Introduction / Context:
The log-mean temperature difference (LMTD) provides the effective driving force for heat exchange in counter-current and co-current exchangers. Given inlet and outlet temperatures, LMTD captures end-point differences into one representative value for duty calculations.

Given Data / Assumptions:

• Hot water: 0.01 m^3/min ≈ 10 kg/min, cp ≈ 4.18 kJ/kg·K.
• Hot side: T_h,in = 80 °C, T_h,out = 50 °C.
• Cold oil: 0.05 m^3/min × 800 = 40 kg/min, cp = 2 kJ/kg·K.
• Cold side: T_c,in = 20 °C, counter-current layout.

Concept / Approach:
First compute the heat duty from the hot side, then find the cold outlet temperature from an energy balance. With both end temperature differences known, evaluate LMTD = (ΔT1 − ΔT2) / ln(ΔT1/ΔT2).

Step-by-Step Solution:
Hot capacity rate: C_h = 10 * 4.18 = 41.8 kJ/min·K.Heat duty: Q = C_h * (80 − 50) = 41.8 * 30 = 1254 kJ/min.Cold capacity rate: C_c = 40 * 2 = 80 kJ/min·K.Cold outlet: T_c,out = 20 + Q/C_c = 20 + 1254/80 ≈ 35.7 °C.End differences (counter-current): ΔT1 = T_h,in − T_c,out ≈ 80 − 35.7 = 44.3 °C; ΔT2 = T_h,out − T_c,in = 50 − 20 = 30 °C.LMTD = (44.3 − 30) / ln(44.3/30) ≈ 14.3 / ln(1.48) ≈ 14.3 / 0.39 ≈ 36.7 °C ≈ 37 °C.

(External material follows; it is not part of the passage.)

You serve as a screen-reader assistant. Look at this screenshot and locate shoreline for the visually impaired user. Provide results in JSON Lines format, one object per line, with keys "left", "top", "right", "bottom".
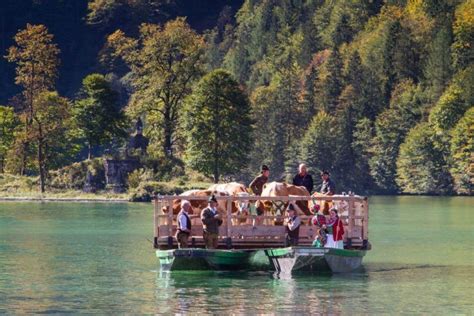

Verification / Alternative check:
Using more precise cp for water alters Q slightly but does not change the LMTD choice from ~37 °C among the options.

Why Other Options Are Wrong:
32 and 45 °C deviate significantly from the computed LMTD; 50 °C would require equal-end differences around 50 °C, inconsistent with the data.

Common Pitfalls:

• Mixing co-current and counter-current end temperatures when forming ΔT1 and ΔT2.
• Forgetting to compute T_c,out via energy balance before LMTD.

Final Answer:
37